Se detuvieron en la acera, solos en la cálida atmósfera de la noche. Ella dio un corto paso y se plantó ante él, con la pierna derecha entre las suyas. Se puso de puntillas y lo besó. Él notó claramente sus senos, vientre, sexo y muslos a través de la tela de su vestido. Ella apenas podía alcanzarle.

—¡Qué alto eres! —exclamó.

Hizo un pequeño y ágil movimiento y de nuevo se apoyó firmemente sobre el suelo, a unos centímetros de él.

—Gracias por hoy. Te veré pronto. Adiós.

Se alejó caminando, volvió su cabeza y lo saludó con la mano derecha. La bolsa de nailon se balanceaba junto a su pierna izquierda.

—¡Adiós! —le contestó Martin Beck.

Regresó al vestíbulo, recogió la llave y subió a su habitación. Hacía un calor tan sofocante que abrió la ventana enseguida. Se quitó la camisa y los zapatos, se dirigió al cuarto de baño y se mojó cara y pecho con agua fría. Se sintió más idiota que nunca.

—Debo de estar loco —se dijo—. ¡Suerte que nadie me ha visto!

En aquel momento alguien llamó ligeramente a la puerta. Bajó el pestillo y entró ella.

—Me he colado —dijo—. Nadie me ha visto.

Cerró de nuevo la puerta, deprisa y sin hacer ruido, y dio dos pasos dentro de la habitación. Dejó caer la bolsa en el suelo y se quitó las sandalias.

Él la miró fijamente. Sus ojos habían cambiado y parecían turbios, como si hubiera un velo sobre ellos. Ella se inclinó con los brazos cruzados, agarró con ambas manos el vestido por el dobladillo y lo levantó en un solo movimiento ágil. No llevaba nada debajo. Esto, en sí mismo, no tenía nada de sorprendente.

Por lo visto, tomaba el sol siempre con el mismo traje de baño porque en sus pechos y pubis se perfilaban zonas claramente delimitadas que, recortándose sobre el resto de la piel bronceada, aparentaban una blancura de yeso.

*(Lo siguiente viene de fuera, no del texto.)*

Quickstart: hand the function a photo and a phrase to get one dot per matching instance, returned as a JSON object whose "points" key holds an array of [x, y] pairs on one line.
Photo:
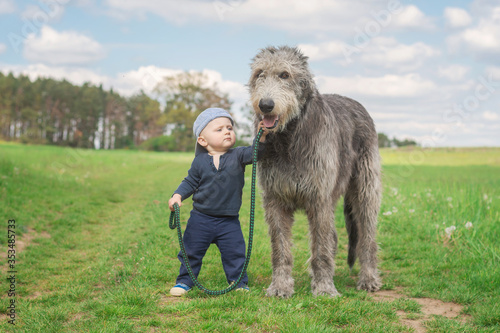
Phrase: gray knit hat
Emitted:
{"points": [[202, 121]]}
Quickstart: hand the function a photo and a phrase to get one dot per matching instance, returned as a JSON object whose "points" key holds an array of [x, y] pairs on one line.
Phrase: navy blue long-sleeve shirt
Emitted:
{"points": [[218, 192]]}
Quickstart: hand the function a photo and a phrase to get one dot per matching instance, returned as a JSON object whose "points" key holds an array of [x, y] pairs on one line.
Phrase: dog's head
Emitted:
{"points": [[280, 85]]}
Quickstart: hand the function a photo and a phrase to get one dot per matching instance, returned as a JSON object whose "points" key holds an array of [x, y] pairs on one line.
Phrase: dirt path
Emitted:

Sus pechos eran suaves, blancos y redondeados, y sus pezones grandes, sonrosados y cilíndricos, como pequeñas balizas ancladas. La zona de su entrepierna, cubierta de vello negro profundo, quedaba también claramente delimitada: un triángulo inscrito que ocupaba un área considerable de la franja rectangular de piel blanca. El vello era crespo, espeso e hirsuto, como electrizado. En torno a sus pezones se extendían áreas circulares de un color moreno claro. Parecía una figurilla geométrica, policromada.

Los años deprimentes que pasó en la Brigada Antivicio le habían inmunizado contra una provocación de este estilo. Y aunque tal vez no se trataba realmente de una provocación, en el sentido estricto del término, consideró esta situación mucho más fácil de manejar que la que le había irritado en el comedor media hora antes. Sin darle tiempo siquiera para quitarse el vestido por encima de la cabeza, le puso la mano en el hombro y le dijo:

—Un momento.

Ella bajó un poco el vestido y lo miró por encima del dobladillo, con velados ojos castaños que no captaban ni comprendían nada. Consiguió liberar el brazo izquierdo del vestido. Agarró la mano derecha de él y tiró lentamente de ella hasta su entrepierna. El sexo estaba hinchado y abierto; la secreción vaginal corrió por sus dedos.

—Tócalo —dijo ella, con una especie de impotencia más allá del bien o del mal.

Martin Beck logró soltar la mano, abrió la puerta que daba al pasillo del hotel y le dijo en su alemán de colegio:

—Por favor, vístete.

Ella permaneció inmóvil un momento, perpleja, como cuando él llamó a su puerta en Ujpest. Luego obedeció.

Él se puso la camisa y los zapatos, tomó la bolsa de plástico y condujo a la joven hasta el vestíbulo agarrándola ligeramente por el brazo.

—Llame a un taxi —dijo al portero de noche.

El taxi acudió casi enseguida. Él abrió la puerta; pero cuando se disponía a ayudarla a entrar, ella se soltó con vehemencia.

—Yo pagaré al conductor —dijo él.

Ella lo miró. Había desaparecido el velo que enturbiaba sus ojos. La paciente se había recobrado. Ahora, su mirada era a la vez clara y oscura, llena de odio.

—¡Y una mierda! —exclamó—. ¡Venga, vámonos!

Cerró de un portazo y el taxi se puso en marcha.

Martin Beck miró a su alrededor. Era ya mucho más de medianoche.